Sie lächelte. »Oh Kevin, du scheinst ganz offensichtlich etwas für den Jungen übrigzuhaben und ich weiss, dass du das jetzt gleich wieder abstreiten wirst, aber hör mir erst zu.« Kevin klappte seinen Mund wieder zu. »Du sagst zwar ständig etwas anderes, aber wenn er dir wirklich so egal wäre, wie du behauptest, dann wäre dir auch egal, ob er jetzt an Weihnachten alleine ist oder nicht, okay? Ist es aber nicht, Himmel, du willst ihn deswegen sogar mit nach Kanada nehmen!«, sie schüttelte den Kopf, so als könne sie es noch immer nicht fassen, doch sie lächelte ihm dabei aufmunternd zu, ehe sie fortfuhr. »Ich nehme also an, dass du ihn zumindest ein kleines Bisschen magst und das ist genug für mich. Wir nehmen ihn mit.«

Kevin fiel seiner Schwester dankbar um den Hals, vielleicht ein wenig zu stürmisch, denn sie wären beide beinahe vom Stuhl gefallen, doch Stella lachte nur und wuschelte ihm dabei durch seine Haare. »Danke«, flüsterte er ihr ins Ohr. »Wenn du auffliegst wusste ich von nichts«, gab seine Schwester zurück und Kevin verdrehte die Augen. Er konnte nicht glauben, dass das ihre geringste Sorge war, immerhin hatte sie gerade zugestimmt, ein ihr völlig fremde Person mit zu ihnen nach Hause zu nehmen, Kevin würde sich da an ihrer Stelle ganz andere Gedanken machen.

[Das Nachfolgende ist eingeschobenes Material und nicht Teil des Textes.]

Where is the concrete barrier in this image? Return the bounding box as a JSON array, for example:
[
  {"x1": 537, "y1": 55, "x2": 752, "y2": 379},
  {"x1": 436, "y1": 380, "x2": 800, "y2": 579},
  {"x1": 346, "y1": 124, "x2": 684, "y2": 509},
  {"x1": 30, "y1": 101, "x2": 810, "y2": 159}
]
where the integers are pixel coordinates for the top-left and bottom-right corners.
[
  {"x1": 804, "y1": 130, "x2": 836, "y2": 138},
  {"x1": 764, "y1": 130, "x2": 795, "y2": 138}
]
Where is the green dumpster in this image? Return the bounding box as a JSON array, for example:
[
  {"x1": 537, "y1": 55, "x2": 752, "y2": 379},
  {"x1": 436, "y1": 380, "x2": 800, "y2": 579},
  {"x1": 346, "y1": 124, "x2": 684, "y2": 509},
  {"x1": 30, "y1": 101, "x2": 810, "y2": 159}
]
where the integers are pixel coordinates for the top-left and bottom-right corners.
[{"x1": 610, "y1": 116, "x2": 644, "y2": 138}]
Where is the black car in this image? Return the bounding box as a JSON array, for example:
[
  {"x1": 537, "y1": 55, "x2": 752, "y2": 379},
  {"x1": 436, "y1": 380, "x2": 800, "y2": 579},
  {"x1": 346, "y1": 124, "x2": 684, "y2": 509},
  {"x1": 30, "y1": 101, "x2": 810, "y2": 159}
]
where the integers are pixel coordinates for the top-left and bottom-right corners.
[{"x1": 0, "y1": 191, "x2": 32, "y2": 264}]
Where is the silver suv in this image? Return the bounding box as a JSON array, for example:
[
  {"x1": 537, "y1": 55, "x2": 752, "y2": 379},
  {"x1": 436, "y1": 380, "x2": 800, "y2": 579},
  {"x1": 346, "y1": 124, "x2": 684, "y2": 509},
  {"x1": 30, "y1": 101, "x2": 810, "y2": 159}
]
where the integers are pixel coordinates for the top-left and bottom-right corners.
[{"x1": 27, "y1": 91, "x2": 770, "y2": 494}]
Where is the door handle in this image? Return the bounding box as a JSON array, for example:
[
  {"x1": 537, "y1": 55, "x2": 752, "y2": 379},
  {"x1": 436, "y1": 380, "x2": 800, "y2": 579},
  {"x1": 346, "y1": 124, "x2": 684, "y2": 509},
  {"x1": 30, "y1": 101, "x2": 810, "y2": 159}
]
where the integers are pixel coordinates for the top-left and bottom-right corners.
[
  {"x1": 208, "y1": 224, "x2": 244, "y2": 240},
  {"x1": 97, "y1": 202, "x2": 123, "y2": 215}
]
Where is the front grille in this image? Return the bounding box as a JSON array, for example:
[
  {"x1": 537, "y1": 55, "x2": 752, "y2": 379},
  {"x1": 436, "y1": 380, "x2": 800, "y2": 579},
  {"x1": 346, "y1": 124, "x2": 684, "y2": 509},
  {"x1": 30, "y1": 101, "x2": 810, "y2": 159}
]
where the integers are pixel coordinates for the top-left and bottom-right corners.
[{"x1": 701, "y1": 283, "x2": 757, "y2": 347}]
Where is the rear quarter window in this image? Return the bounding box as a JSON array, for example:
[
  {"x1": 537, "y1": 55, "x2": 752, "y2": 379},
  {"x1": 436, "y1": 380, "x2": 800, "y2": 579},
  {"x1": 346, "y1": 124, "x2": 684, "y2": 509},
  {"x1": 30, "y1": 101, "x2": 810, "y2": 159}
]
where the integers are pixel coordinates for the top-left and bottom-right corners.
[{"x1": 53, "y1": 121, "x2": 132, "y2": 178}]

Als er sich später in sein Zimmer verzog, klopfte sein Herz wie verrückt, als er den Chat mit Sunwoo aufrief. Sie hatten irgendwann in den vergangenen Wochen ihre Handynummern ausgetauscht, doch bisher hatte er noch nie einen Grund gehabt, dem Jüngeren zu schreiben, während von dem immer nur irgendwelche dummen Memes gekommen waren, über die Kevin zwar geschmunzelt hatte, sie dann aber in der Regel doch unkommentiert gelassen hatte. Es war also das erste Mal, dass er Sunwoo von sich aus schrieb und das machte ihn nervöser, als ihm lieb war.

Die Antwort kam prompt und bestand hauptsächlich aus einer Unmenge an glücklichen und heulenden Emojis und einer unsinnigen Aneinanderreihung von Buchstaben, die Kevin nicht entziffern konnte, doch er ging davon aus, dass Sunwoo sich freute. Er lächelte zufrieden. Mission erfüllt.